The skull is more balanced than any other that ive seen. The jaw servo is in the center instead of at the front. One problem ive heard with this kind of project is that when the power is cut the skull will look straight down. Mine doesnt have this problem. It remains exactly where it was so the servos definately arnt struggling to keep the skull in position.

I did have a servo tester (now blown up after forgetting the 5V regulator) and all 4 servos worked fine with that. If its not my code thats causing the buzzing then there must be some fault on the circuit but i cant find one.

As my code listens for serial data i cant jump into the tight loop too soon but i calculated that it should jump in over 3,000 instructions before the timer overflows. Theres no way my program uses that many instructions in one iteration of the main loop.
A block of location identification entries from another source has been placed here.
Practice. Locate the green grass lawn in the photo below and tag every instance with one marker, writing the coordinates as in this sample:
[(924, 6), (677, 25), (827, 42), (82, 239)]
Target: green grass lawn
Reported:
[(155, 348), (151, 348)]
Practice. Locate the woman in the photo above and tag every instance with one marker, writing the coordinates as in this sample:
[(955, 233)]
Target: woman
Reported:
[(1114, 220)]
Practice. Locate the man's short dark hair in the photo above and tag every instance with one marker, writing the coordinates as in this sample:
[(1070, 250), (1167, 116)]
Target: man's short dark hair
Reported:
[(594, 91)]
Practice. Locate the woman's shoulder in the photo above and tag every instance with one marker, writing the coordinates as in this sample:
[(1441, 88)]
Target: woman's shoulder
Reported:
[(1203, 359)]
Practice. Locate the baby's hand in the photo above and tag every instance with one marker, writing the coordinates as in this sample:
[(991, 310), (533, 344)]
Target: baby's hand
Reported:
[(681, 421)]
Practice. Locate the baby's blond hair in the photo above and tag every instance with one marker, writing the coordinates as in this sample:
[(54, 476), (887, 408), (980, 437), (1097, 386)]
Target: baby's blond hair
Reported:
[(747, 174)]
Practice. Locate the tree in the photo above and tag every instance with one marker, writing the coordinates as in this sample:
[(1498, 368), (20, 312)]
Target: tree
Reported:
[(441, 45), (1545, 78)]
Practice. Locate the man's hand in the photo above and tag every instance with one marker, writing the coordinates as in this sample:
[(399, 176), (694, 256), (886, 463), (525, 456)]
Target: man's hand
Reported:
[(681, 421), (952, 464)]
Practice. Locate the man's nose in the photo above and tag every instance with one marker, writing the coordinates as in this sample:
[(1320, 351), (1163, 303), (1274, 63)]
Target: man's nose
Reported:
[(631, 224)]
Heres my tight loop for servo 1
Code:
Servo_Loop1							; Label: Servo1 tight loop
	
	; Check if Timer3 has overflowed
	BTFSS	PIR2,1					; If TMR3IF=1 Then: Skip the next line
	GOTO	Servo_Loop1				; Nothing to do yet so go back to the start of the loop
	
	BCF		_pServo1				; Turn the servo pin off
	
	GOTO	Servo_Next				; Goto the subroutine that sets up the next servo
The PIC runs at 10MHz with PLL (40MHz / 10MIPS). The servos were quite expensive but their deadband shouldnt be shorter than a few instructions.

Im going to go over my code again tomorrow because ive already found some stupid mistakes in it so there might be more. 1 thing i can think of is that i dont allow 18ms between pulses. There is a gap but i think its more like 10ms. That should be fine though right?